Boris, who has finally accepted the ultimate responsibility, is acclaimed by the people. The Tsar arrives, troubled by dark forebodings. He calls on the boyards to pay their respects and bow before the tombs of sovereigns past, and then invites all the people to share in the feast.
Five years have elapsed. The venerable monk Pimen is writing his chronicles on Russia. The novice Grigori, who shares his cell, awakens from a haunting dream which he has just endured for the third time. When he grumbles about his seclusion, Pimen urges him not to regret having withdrawn from the world and instead to contemplate the lives of the great tsars. The old monk then evokes the memory of Ivan the Terrible and his son Fyodor, before ruing the fact that the new sovereign is an assassin of kings. Grigori questions the old monk about the murder of Tsarevich Dimitri—an act attributed to Boris. He realises that the tsarevich would now be about the same age as himself. When Pimen goes out to pray, Grigori, invokes divine justice.
Varlaam and Missail, two vagabond monks, enter accompanied by Grigori who is hoping to reach the border to escape the police pursuing him.
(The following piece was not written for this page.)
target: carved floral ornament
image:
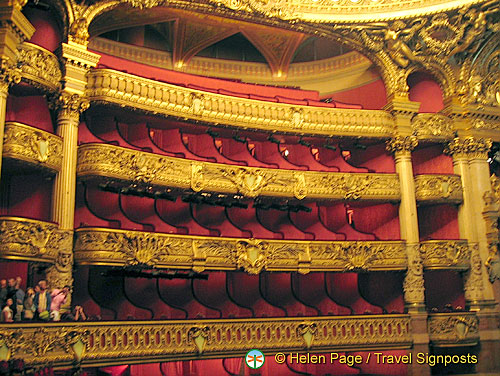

As Varlaam sings the Song of Kazan, Grigori pensively keeps to himself. A patrol suddenly arrives in search of a fugitive monk. Since the guards are unable to read the arrest warrant, Grigori offers his services and concocts an impromptu description that matches Varlaam. The latter, in turn, deciphers the document—albeit with difficulty, and in doing so he unmasks Grigori who manages to flee by leaping through a window.
As Boris’s daughter Xenia mourns the loss of her fiancé, her brother, the tsarevich Fyodor, is busy studying geography. Boris arrives. He comforts his daughter and encourages Fyodor to become familiar with the kingdom that one day may be his. He then begins a painful meditation on the burden of his responsibilities: in spite of his desire for social and political reforms, the people do not understand him. A boyard announces the arrival of Prince Shuysky who has requested an audience. He manages to unsettle Boris by revealing that a pretender posing as the deceased tsarevich has appeared in Lithuania and won the support of the Poles and even the Pope. Boris dismisses his son and implores Shuysky to confirm to him that Dimitri really had been buried in Uglich. The prince takes malicious pleasure in describing the gory details of the child’s death to him. Unable to listen any more, Boris dismisses him, and then breaks down, overwhelmed by the vision of the murdered tsarevich.
The people comment on the news of victories won by the pretender’s troops against Boris. Word spreads that Grigori has been excommunicated. A band of street urchins descend upon a holy fool and harass him. When Boris appears with the boyards, the holy fool asks him to punish the urchins just as when he killed the tsarevich. Shuysky tries to have the holy fool arrested, but Boris stops him and instead asks the latter to pray for his salvation.
The Duma of Boyards meets to deliberate on the rebellion that has broken out in Lithuania. The debate is interrupted by the arrival of Shuysky who describes seeing a raving Boris warding off the ghost of the dead tsarevich. Boris arrives, still in the grips of his hallucinations. As he slowly comes to his senses, Shuysky informs him that a holy man has come seeking an audience. Boris agrees to receive him. Pimen enters and recounts how a blind shepherd was told in a dream to go and pray on the tomb of the dead tsarevich in Uglich and regained his sight after doing so. As the story unfolds Boris again becomes captive to his inner turmoil and breaks down at Pimen’s final words. Sensing that his demise is fast approaching, Boris summons his son and asks that they be left alone. After making his final recommendations, he bequeaths the throne to him. As the bells toll, the boyards return. Boris designates Fyodor as his successor and then collapses and dies.